Brian Armstrong explained that the low liquidity of BUSD stablecoin was a very big concern for Coinbase customers.
Coinbase is a Nasdaq-listed public crypto exchange. In the US, Coinbase is a top-ranked exchange and this exchange is known to follow regulatory guidelines strongly. The services of this exchange are available for retail, as well as institutional investors, and also some secret US agencies use its blockchain tools to trace bad actors in the crypto sector.
Just a few days ago, the Coinbase exchange announced that Binance stablecoin (BUSD) failed to meet the assets listing standard of the Coinbase exchange, so the exchange decided to delist BUSD stablecoin from all of its services by 15 March.
At that time, the Coinbase team failed to explain the core reason that forced Coinbase to suspend support for BUSD stablecoin. But recently Coinbase CEO Brian Armstrong appeared in an interview with Bloomberg TV and there he revealed that BUSD liquidity was the main concern for the exchange.

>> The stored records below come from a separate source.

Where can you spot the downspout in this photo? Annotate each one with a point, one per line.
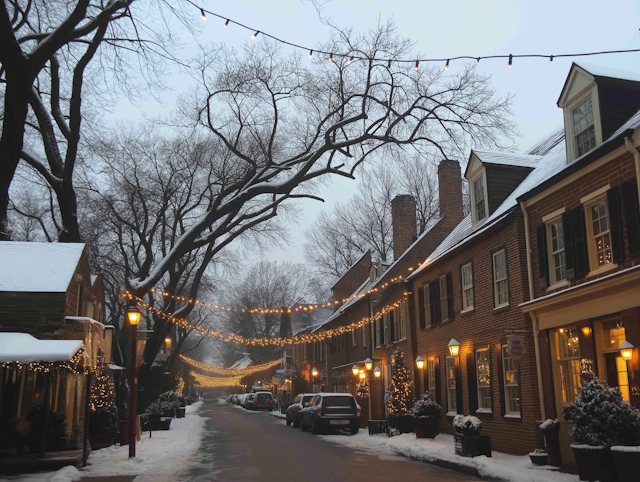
(534, 318)
(636, 158)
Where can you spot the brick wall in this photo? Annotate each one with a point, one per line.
(485, 326)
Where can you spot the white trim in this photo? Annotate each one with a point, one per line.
(595, 194)
(553, 215)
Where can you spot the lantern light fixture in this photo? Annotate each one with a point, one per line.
(454, 347)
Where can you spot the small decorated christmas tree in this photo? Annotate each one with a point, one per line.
(398, 394)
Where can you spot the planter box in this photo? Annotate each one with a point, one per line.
(594, 463)
(539, 458)
(627, 463)
(472, 445)
(427, 427)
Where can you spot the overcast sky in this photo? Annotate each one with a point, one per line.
(440, 29)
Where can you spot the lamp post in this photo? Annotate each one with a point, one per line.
(133, 314)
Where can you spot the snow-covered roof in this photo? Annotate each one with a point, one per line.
(507, 158)
(38, 267)
(25, 348)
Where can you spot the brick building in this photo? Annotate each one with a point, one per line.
(584, 236)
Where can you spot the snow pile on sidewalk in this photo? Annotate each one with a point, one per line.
(160, 457)
(499, 467)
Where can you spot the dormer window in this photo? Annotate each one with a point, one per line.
(584, 130)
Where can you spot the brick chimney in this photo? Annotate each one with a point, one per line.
(450, 191)
(403, 220)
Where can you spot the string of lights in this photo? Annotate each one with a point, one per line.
(214, 382)
(351, 57)
(230, 371)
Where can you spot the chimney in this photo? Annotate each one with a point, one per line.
(403, 219)
(450, 191)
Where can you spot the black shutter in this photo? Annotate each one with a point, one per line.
(421, 307)
(581, 252)
(450, 296)
(615, 225)
(436, 366)
(459, 400)
(543, 255)
(567, 231)
(473, 382)
(632, 216)
(501, 378)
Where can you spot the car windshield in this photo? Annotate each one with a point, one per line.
(337, 401)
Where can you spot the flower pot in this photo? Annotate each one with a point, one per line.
(427, 427)
(539, 458)
(627, 462)
(594, 463)
(472, 445)
(552, 442)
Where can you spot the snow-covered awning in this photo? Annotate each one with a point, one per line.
(25, 348)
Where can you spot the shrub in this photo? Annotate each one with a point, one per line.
(426, 407)
(602, 418)
(468, 425)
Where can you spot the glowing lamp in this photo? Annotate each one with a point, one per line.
(368, 364)
(133, 314)
(454, 347)
(626, 350)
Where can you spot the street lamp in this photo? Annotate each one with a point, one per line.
(368, 364)
(454, 347)
(133, 314)
(626, 350)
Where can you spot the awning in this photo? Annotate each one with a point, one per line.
(24, 348)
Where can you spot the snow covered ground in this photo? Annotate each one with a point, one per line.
(160, 458)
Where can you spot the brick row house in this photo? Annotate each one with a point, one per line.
(584, 236)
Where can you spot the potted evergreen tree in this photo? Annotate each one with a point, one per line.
(467, 439)
(426, 416)
(603, 420)
(398, 395)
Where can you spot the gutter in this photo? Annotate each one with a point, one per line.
(534, 318)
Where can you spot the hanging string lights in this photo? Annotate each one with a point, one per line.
(230, 371)
(350, 57)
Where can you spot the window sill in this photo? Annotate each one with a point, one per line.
(602, 269)
(558, 285)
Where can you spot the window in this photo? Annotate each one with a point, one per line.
(600, 233)
(511, 384)
(444, 301)
(500, 283)
(557, 254)
(584, 131)
(431, 376)
(479, 199)
(467, 287)
(568, 356)
(483, 372)
(452, 406)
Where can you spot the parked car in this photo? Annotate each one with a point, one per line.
(262, 401)
(293, 410)
(331, 410)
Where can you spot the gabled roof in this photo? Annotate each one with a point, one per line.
(38, 267)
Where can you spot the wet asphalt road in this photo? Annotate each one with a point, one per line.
(254, 446)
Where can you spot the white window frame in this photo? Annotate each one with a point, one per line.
(481, 407)
(474, 215)
(444, 302)
(552, 254)
(508, 362)
(467, 287)
(496, 281)
(452, 401)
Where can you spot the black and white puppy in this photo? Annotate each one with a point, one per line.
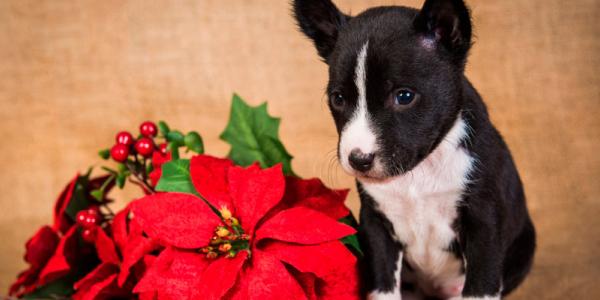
(443, 212)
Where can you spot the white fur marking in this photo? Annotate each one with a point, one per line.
(482, 298)
(358, 133)
(395, 293)
(422, 206)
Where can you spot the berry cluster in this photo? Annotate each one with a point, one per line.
(135, 156)
(227, 240)
(126, 145)
(89, 220)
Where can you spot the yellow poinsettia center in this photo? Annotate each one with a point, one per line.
(228, 240)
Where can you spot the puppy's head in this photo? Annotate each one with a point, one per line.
(395, 78)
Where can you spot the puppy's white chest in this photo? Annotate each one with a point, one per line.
(422, 206)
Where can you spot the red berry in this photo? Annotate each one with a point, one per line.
(144, 146)
(124, 138)
(119, 152)
(89, 234)
(81, 217)
(94, 210)
(148, 129)
(162, 148)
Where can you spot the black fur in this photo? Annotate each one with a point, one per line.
(425, 51)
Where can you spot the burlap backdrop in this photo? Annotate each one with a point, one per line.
(73, 73)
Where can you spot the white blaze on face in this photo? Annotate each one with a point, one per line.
(358, 133)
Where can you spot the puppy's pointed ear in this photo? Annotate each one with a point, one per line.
(321, 21)
(446, 23)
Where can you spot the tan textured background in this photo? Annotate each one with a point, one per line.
(73, 73)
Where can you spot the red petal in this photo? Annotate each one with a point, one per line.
(24, 283)
(266, 278)
(58, 265)
(101, 272)
(106, 248)
(304, 226)
(177, 219)
(308, 282)
(219, 277)
(158, 159)
(41, 247)
(312, 193)
(119, 228)
(104, 289)
(155, 176)
(209, 175)
(255, 192)
(61, 220)
(339, 276)
(174, 274)
(135, 250)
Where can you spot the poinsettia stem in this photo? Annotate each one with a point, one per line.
(139, 179)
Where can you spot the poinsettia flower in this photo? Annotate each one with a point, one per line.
(158, 159)
(39, 249)
(286, 244)
(312, 193)
(62, 221)
(113, 277)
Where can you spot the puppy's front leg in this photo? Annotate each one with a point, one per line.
(484, 255)
(382, 261)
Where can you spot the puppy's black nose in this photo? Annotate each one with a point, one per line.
(360, 161)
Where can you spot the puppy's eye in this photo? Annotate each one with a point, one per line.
(404, 97)
(337, 100)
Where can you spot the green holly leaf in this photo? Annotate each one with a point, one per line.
(176, 177)
(194, 142)
(104, 154)
(176, 137)
(254, 137)
(98, 194)
(351, 241)
(163, 128)
(79, 199)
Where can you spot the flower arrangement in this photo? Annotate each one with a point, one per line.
(241, 227)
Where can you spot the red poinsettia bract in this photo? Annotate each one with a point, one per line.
(262, 246)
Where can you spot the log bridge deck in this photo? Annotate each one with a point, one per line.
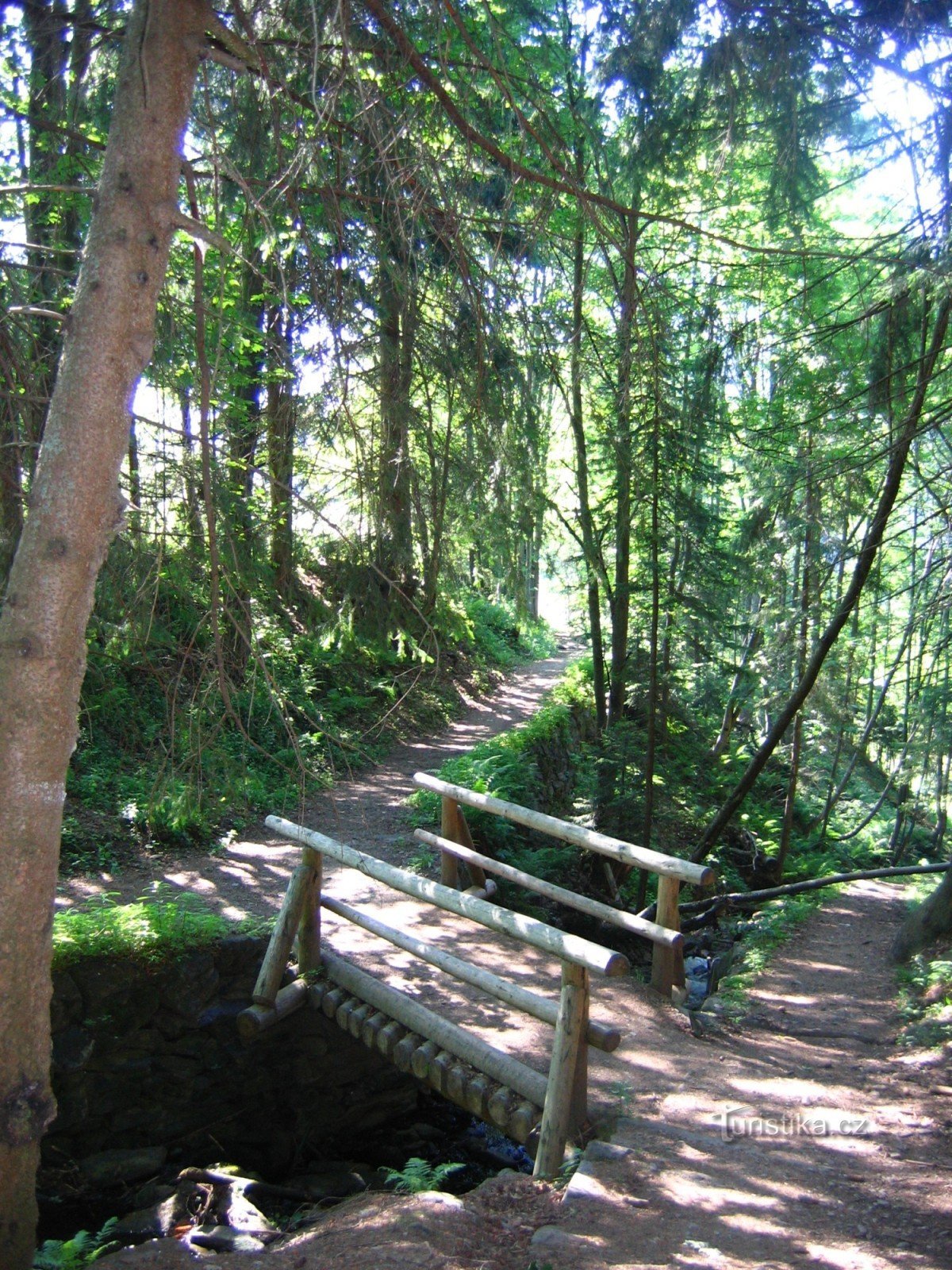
(393, 1003)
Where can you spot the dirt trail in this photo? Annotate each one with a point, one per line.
(801, 1137)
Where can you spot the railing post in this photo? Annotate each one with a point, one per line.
(309, 930)
(448, 865)
(668, 964)
(276, 959)
(566, 1091)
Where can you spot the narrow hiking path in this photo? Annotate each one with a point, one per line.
(249, 876)
(801, 1137)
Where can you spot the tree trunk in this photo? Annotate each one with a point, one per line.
(582, 471)
(736, 696)
(869, 552)
(397, 338)
(281, 452)
(75, 510)
(624, 464)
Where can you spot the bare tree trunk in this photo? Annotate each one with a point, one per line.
(281, 451)
(624, 463)
(735, 700)
(75, 511)
(582, 473)
(869, 552)
(803, 637)
(397, 346)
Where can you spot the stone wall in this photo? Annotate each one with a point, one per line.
(149, 1054)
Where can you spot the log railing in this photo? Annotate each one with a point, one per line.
(459, 1064)
(455, 844)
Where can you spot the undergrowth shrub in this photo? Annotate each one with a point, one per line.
(152, 927)
(179, 743)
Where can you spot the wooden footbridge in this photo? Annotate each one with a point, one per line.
(543, 1111)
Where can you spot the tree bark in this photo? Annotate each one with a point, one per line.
(861, 572)
(582, 473)
(281, 450)
(75, 511)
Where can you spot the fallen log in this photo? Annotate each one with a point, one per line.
(749, 899)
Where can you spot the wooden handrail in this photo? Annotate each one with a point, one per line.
(625, 852)
(600, 1035)
(571, 899)
(527, 930)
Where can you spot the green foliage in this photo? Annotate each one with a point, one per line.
(150, 929)
(926, 1000)
(513, 766)
(768, 930)
(165, 761)
(926, 986)
(418, 1175)
(82, 1250)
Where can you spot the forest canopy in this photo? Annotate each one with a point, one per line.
(634, 310)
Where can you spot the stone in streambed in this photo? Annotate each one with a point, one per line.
(222, 1238)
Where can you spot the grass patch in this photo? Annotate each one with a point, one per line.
(767, 931)
(152, 929)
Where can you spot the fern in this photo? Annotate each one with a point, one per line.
(416, 1176)
(82, 1250)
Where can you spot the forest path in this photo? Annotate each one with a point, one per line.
(248, 878)
(801, 1137)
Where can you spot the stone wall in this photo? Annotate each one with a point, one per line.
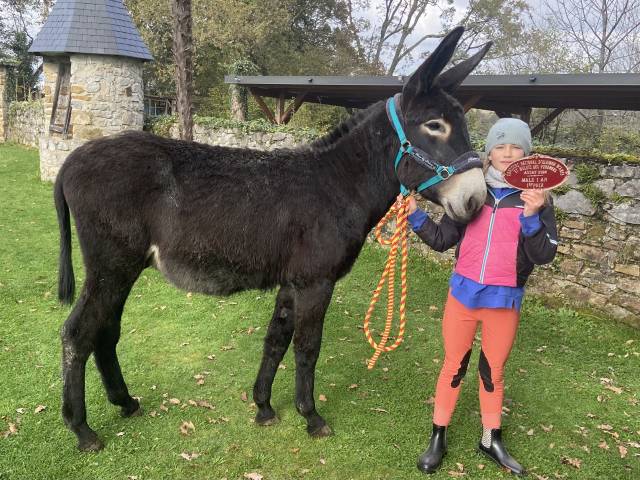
(598, 261)
(3, 103)
(233, 137)
(25, 123)
(106, 98)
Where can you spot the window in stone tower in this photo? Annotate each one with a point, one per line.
(61, 111)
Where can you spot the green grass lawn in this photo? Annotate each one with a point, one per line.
(572, 383)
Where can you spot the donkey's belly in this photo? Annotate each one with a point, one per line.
(207, 276)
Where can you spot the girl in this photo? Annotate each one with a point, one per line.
(495, 253)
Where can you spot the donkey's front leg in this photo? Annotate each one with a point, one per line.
(311, 305)
(276, 343)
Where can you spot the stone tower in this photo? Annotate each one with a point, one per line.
(92, 64)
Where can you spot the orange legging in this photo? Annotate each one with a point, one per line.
(459, 325)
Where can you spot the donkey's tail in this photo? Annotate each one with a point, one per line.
(66, 280)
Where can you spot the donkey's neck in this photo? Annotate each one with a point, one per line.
(365, 156)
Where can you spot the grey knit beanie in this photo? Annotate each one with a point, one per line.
(509, 130)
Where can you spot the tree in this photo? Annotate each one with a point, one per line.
(182, 52)
(604, 31)
(394, 38)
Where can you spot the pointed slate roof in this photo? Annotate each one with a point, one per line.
(102, 27)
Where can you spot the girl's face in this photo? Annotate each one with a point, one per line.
(503, 155)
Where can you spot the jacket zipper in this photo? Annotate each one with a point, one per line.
(490, 232)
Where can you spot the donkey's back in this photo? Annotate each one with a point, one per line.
(211, 219)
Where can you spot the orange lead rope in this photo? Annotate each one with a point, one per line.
(399, 238)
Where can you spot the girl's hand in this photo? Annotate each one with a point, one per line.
(533, 201)
(412, 206)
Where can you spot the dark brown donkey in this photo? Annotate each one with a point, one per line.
(219, 220)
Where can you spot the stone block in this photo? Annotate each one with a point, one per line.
(576, 224)
(628, 269)
(628, 301)
(606, 185)
(626, 213)
(570, 233)
(79, 117)
(629, 285)
(619, 171)
(630, 188)
(88, 133)
(587, 252)
(572, 267)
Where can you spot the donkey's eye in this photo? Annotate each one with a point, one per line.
(435, 126)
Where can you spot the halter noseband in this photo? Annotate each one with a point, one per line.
(464, 162)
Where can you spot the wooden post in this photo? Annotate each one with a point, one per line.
(280, 109)
(263, 106)
(471, 102)
(293, 108)
(549, 118)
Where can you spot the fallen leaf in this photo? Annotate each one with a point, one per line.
(13, 430)
(189, 456)
(253, 476)
(574, 462)
(617, 390)
(379, 410)
(623, 451)
(187, 427)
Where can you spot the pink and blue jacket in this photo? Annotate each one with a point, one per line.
(496, 251)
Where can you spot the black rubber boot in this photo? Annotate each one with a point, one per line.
(431, 459)
(497, 452)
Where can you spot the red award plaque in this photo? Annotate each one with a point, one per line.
(536, 172)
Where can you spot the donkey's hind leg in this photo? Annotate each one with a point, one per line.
(107, 359)
(311, 304)
(99, 305)
(276, 342)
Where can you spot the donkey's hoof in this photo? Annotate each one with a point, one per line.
(323, 431)
(267, 422)
(91, 445)
(133, 410)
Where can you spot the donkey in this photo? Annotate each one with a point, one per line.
(219, 220)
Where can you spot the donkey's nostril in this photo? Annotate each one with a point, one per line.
(471, 204)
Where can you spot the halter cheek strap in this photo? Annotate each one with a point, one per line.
(442, 172)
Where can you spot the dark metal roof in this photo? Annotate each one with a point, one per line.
(510, 93)
(102, 27)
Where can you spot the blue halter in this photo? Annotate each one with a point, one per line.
(442, 172)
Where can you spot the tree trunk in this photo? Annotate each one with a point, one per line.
(183, 55)
(239, 108)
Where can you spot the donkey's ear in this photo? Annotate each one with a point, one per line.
(423, 78)
(450, 80)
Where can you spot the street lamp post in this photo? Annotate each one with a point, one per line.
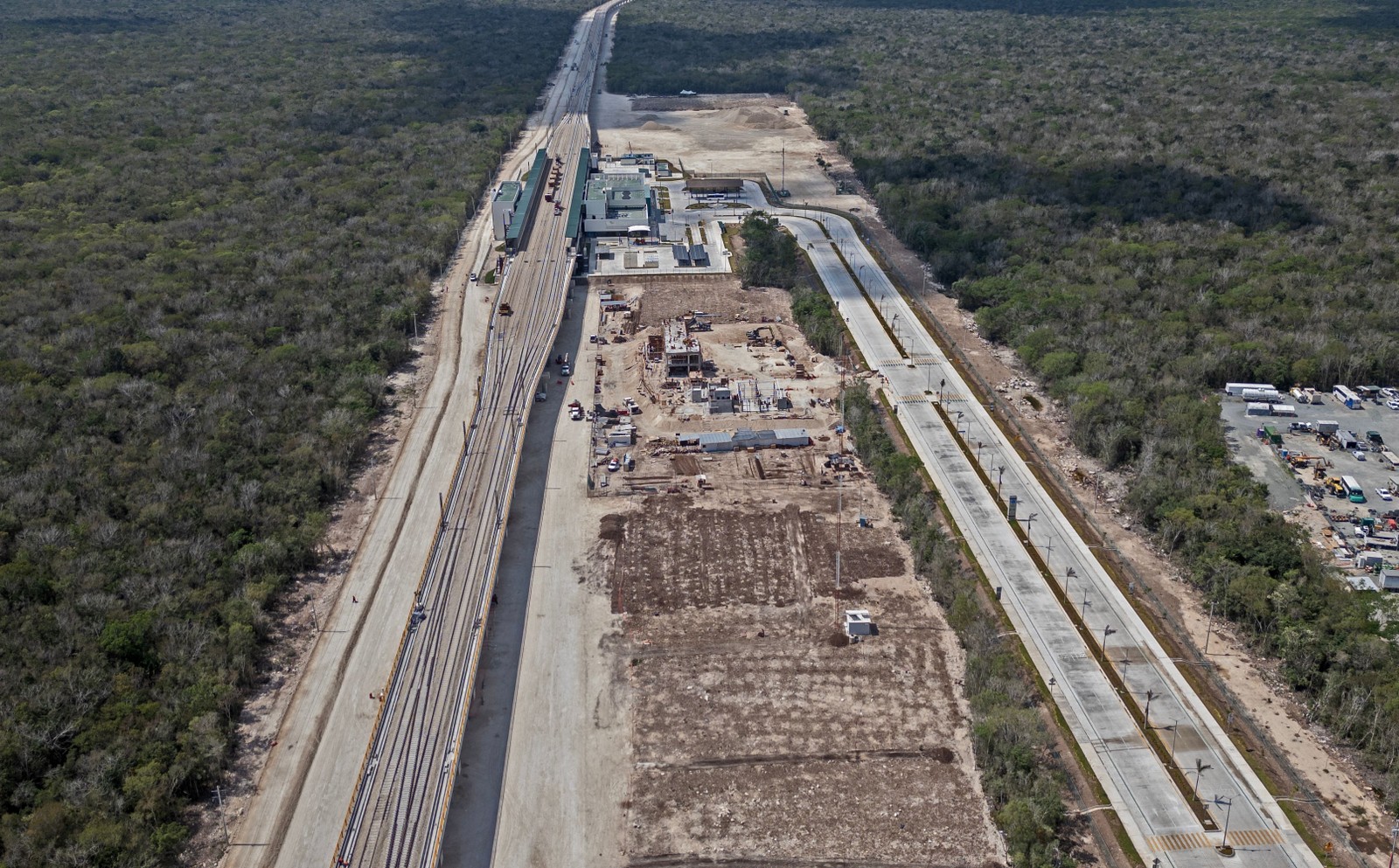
(1208, 628)
(1228, 809)
(1201, 767)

Armstrong said that as BUSD issuer Paxos trust was ordered by the New York watchdog to stop minting of BUSD stablecoin, so BUSD traders on the Coinbase exchange were at risk because of low liquidity issues.
“The reason we did that was that Paxos, the issuer of BUSD, had been ordered to stop minting it, so we were concerned about liquidity issues for our customers,” Armstrong said.
BUSD, Paxos & legal hurdles
On 13 Feb 2023, The United States Securities and Exchange Commission (SEC) sent a Wells notice to the BUSD stablecoin issuer Paxos company and claimed that BUSD was a security under its review.
Later, Paxos received an order from the New York Department of Financial Services (NYDFS) to stop issuing new BUSD stablecoins in the crypto industry.
Now, Paxos is in talks with the SEC agency to solve this matter and also Paxos terminated its partnership with Binance exchange.